Edgar Neri Quevedo
REGISTRO DE CONTRIBUYENTES
* Que descanse en paz, amén
La anécdota es estupenda y digna de reproducirse en estas páginas. No hacerlo sería un pecado. Una alcaldesa de la Costa Grande, priísta, vinculada por la opinión pública desde hace muchos años con actos de corrupción, con varias averiguaciones por malversación de fondos, multiseñalada como repartidora de despensas y responsable de la compra del voto, una de las promotoras de la reunión en Atoyac de Alvarez de los entonces precandidatos del partido tricolor a la gubernatura –reunión en la que se dice que uno de sus acarreados fue quien mató al simpatizante de otro candidato, en un suceso que fue filmado y transmitido en cadena nacional–; pues bien, esta alcaldesa de la que he brindado tan honrosas y abundantes referencias, acudió a un acto y citó en su discurso al Ingenioso Hidalgo don Quijote de la Mancha y dijo, palabras más palabras palabras menos, lo siguiente: “Como dijo don Quijote, que Dios lo tenga en su santa gloria…”
Hay quienes aseguran que además de levantar la mirada al cielo se santiguó, pero no, no fue tanto. Solamente elevó una plegaria en silencio por el eterno descanso del alma del personaje de Cervantes y citó sus palabras. Para la multitud, priísta en su mayoría, aquel discurso y aquellas emotivas palabras merecieron muchos pero muchos aplausos, pues demostraron no solamente la extraordinaria cultura de la alcaldesa sino su profunda devoción y pureza de espíritu, además de sus nobles sentimientos, que le han hecho ocupar un merecidísimo lugar en la política guerrerense.
Es una exageración seguramente, pero varios amigos me cuentan que debido a la intensidad de las palabras, los partidarios de la alcaldesa, incluidos algunos regidores priístas, estuvieron a punto de ofrecer una misa solemne en memoria de don Quijote, para lo cual pensaron solicitar, incluso, la presencia del obispo nacido en ese lugar.
No puedo hacer menos que aplaudir también a la alcaldesa por su gran nobleza.
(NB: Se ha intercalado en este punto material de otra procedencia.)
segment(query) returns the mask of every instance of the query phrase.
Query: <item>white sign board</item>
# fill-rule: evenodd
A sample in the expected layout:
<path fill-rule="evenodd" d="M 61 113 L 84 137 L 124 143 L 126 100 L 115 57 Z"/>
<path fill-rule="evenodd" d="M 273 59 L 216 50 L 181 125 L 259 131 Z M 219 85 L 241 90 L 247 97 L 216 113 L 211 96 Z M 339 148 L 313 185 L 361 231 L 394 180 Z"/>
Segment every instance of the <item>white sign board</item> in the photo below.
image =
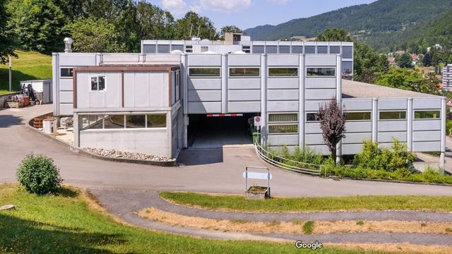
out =
<path fill-rule="evenodd" d="M 254 126 L 261 126 L 261 116 L 254 116 Z"/>
<path fill-rule="evenodd" d="M 248 171 L 248 178 L 250 179 L 267 180 L 268 179 L 268 175 L 270 175 L 270 179 L 271 179 L 272 175 L 270 173 Z M 246 171 L 243 172 L 243 178 L 246 178 Z"/>

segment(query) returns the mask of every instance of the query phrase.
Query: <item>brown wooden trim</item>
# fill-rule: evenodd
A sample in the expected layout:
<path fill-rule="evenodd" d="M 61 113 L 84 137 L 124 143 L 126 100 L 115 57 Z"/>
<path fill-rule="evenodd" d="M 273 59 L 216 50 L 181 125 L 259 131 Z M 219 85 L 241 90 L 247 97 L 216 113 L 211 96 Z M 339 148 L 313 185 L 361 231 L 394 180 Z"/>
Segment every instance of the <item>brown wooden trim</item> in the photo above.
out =
<path fill-rule="evenodd" d="M 73 93 L 73 108 L 77 108 L 77 70 L 72 71 L 72 93 Z"/>
<path fill-rule="evenodd" d="M 168 80 L 169 82 L 169 89 L 170 91 L 170 107 L 172 106 L 172 71 L 171 70 L 168 71 L 168 75 L 170 75 L 170 78 Z"/>
<path fill-rule="evenodd" d="M 77 67 L 74 71 L 170 71 L 179 68 L 179 66 L 90 66 Z"/>
<path fill-rule="evenodd" d="M 121 73 L 121 101 L 122 101 L 122 107 L 124 107 L 124 71 Z"/>

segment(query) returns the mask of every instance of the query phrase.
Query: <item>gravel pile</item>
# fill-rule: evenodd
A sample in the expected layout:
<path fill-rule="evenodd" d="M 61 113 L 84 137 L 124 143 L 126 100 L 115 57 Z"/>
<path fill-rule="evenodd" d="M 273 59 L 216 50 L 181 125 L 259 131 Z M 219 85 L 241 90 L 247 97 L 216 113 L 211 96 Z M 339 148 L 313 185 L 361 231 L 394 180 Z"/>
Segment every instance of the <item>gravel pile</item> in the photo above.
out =
<path fill-rule="evenodd" d="M 131 152 L 124 151 L 117 151 L 114 149 L 102 149 L 102 148 L 92 148 L 85 147 L 84 150 L 93 153 L 95 155 L 105 156 L 111 158 L 120 158 L 120 159 L 142 159 L 150 160 L 153 162 L 168 162 L 170 159 L 167 157 L 158 157 L 152 155 L 146 155 L 138 152 Z"/>

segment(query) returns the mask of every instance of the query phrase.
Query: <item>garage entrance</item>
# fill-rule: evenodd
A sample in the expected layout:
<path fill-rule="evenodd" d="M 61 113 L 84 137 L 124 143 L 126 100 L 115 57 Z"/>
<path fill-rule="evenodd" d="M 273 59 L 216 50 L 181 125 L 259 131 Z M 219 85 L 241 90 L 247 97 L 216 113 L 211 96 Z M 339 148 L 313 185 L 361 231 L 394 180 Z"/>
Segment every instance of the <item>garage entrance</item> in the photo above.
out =
<path fill-rule="evenodd" d="M 219 148 L 228 145 L 251 145 L 251 120 L 253 116 L 258 114 L 243 114 L 237 116 L 228 114 L 189 115 L 189 148 Z"/>

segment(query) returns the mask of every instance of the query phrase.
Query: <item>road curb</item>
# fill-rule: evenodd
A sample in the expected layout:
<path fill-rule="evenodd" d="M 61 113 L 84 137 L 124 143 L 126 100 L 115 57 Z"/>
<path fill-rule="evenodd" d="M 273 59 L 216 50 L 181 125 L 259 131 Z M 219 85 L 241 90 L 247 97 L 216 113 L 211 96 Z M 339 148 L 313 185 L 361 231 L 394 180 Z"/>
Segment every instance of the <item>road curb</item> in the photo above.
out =
<path fill-rule="evenodd" d="M 40 116 L 48 116 L 49 114 L 51 114 L 52 113 L 47 113 L 47 114 L 44 114 L 43 115 L 40 115 Z M 35 127 L 33 127 L 32 125 L 32 121 L 34 118 L 32 118 L 30 119 L 28 119 L 25 121 L 25 123 L 23 125 L 23 126 L 25 127 L 25 128 L 29 131 L 32 131 L 35 133 L 38 133 L 40 135 L 41 135 L 42 136 L 44 137 L 45 138 L 56 142 L 60 145 L 63 145 L 65 147 L 66 147 L 67 148 L 69 148 L 71 151 L 73 152 L 77 152 L 79 154 L 82 154 L 84 155 L 87 155 L 88 157 L 90 157 L 92 158 L 95 158 L 95 159 L 102 159 L 102 160 L 105 160 L 105 161 L 109 161 L 109 162 L 126 162 L 126 163 L 134 163 L 134 164 L 148 164 L 148 165 L 153 165 L 153 166 L 160 166 L 160 167 L 175 167 L 177 166 L 177 161 L 175 159 L 172 159 L 170 161 L 167 161 L 167 162 L 154 162 L 154 161 L 150 161 L 150 160 L 144 160 L 144 159 L 126 159 L 126 158 L 112 158 L 112 157 L 105 157 L 105 156 L 102 156 L 102 155 L 97 155 L 95 154 L 93 154 L 92 152 L 88 152 L 84 150 L 82 148 L 80 147 L 75 147 L 69 143 L 67 143 L 63 140 L 61 140 L 51 135 L 47 135 L 46 133 L 44 133 L 44 132 L 35 128 Z"/>

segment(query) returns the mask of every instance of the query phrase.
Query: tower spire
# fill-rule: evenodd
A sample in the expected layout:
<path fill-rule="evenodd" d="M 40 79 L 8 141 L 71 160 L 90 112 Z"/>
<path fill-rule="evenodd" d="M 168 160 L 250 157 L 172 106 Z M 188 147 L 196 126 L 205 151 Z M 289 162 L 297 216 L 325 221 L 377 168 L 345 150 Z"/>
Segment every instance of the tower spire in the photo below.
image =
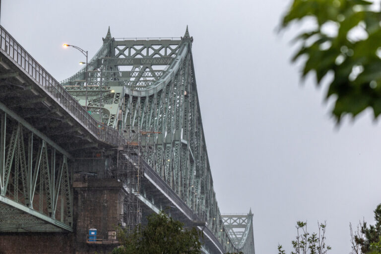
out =
<path fill-rule="evenodd" d="M 190 40 L 191 42 L 193 42 L 193 37 L 191 37 L 189 35 L 189 31 L 188 31 L 188 25 L 187 25 L 187 30 L 185 30 L 185 34 L 184 36 L 181 37 L 182 40 Z"/>
<path fill-rule="evenodd" d="M 109 26 L 109 30 L 107 31 L 107 34 L 106 35 L 106 37 L 102 38 L 104 43 L 108 42 L 109 41 L 111 40 L 113 38 L 111 37 L 111 33 L 110 32 L 110 26 Z"/>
De paso estoy preparándole una extensa lista de personajes a los cuales vendría bien no solamente una misa, sino una novena de rezos. Así, podemos convertir a ese municipio en la Cuna de las Indulgencias a los Personajes Literarios.
Pensará usted, caro lector, que es un exceso, pero tengo preparado, además de la lista, un calendario de festejos y recuerdos gloriosos para que cada día en la misa de doce se eleven plegarias por el eterno descanso de, por ejemplo: Rodrigo Díaz de Vivar, Pedro Páramo, Macario, Otelo, Francisco Rosas y Julia –de Los recuerdos del porvenir–, doña Bárbara y Aura.
Hay personajes que merecen dos misas y doble novena de rezos porque tienen muchos pecados, como Drácula y Garfio. Hay otros personajes a los cuales una misa y miles de novenas no los salvan del infierno, por lo que es mejor ni siquiera hacer el intento.
Podríamos tener una fecha especial para infantes como El Principito, Tom Sawyer, Caperucita Roja, Hansel, Gretel y Pinocho.
En fin, que del apropiado y contundente discurso surgió la iniciativa, se hizo la luz y por lo pronto, ofrezco mis humildes servicios como recopilador de sugerencias. Los interesados pueden escribirme a la dirección electrónica porque, de plano, tengo pensado que desde la Costa Grande se impulse la beatificación de grandes personajes literarios. No es un disparate, personajes como Cenicienta y Cuasimodo bien podrían obtener la santidad.
También, en caso de que ocurrieran, pueden informarme de milagros, para integrar los expedientes con testimonios y pruebas, y remitirlos a la Santa Sede.
No cabe duda, una mente talentosa e inteligente es capaz de iluminar su entorno. Gracias alcaldesa, muchas gracias. Que Dios le siga procurando el bienestar y la cultura que le distinguen. La emoción no me permite continuar mi escritura, por lo que aquí concluyo.
Perdón, olvidé terminar como corresponde, lo hago ahora: amén.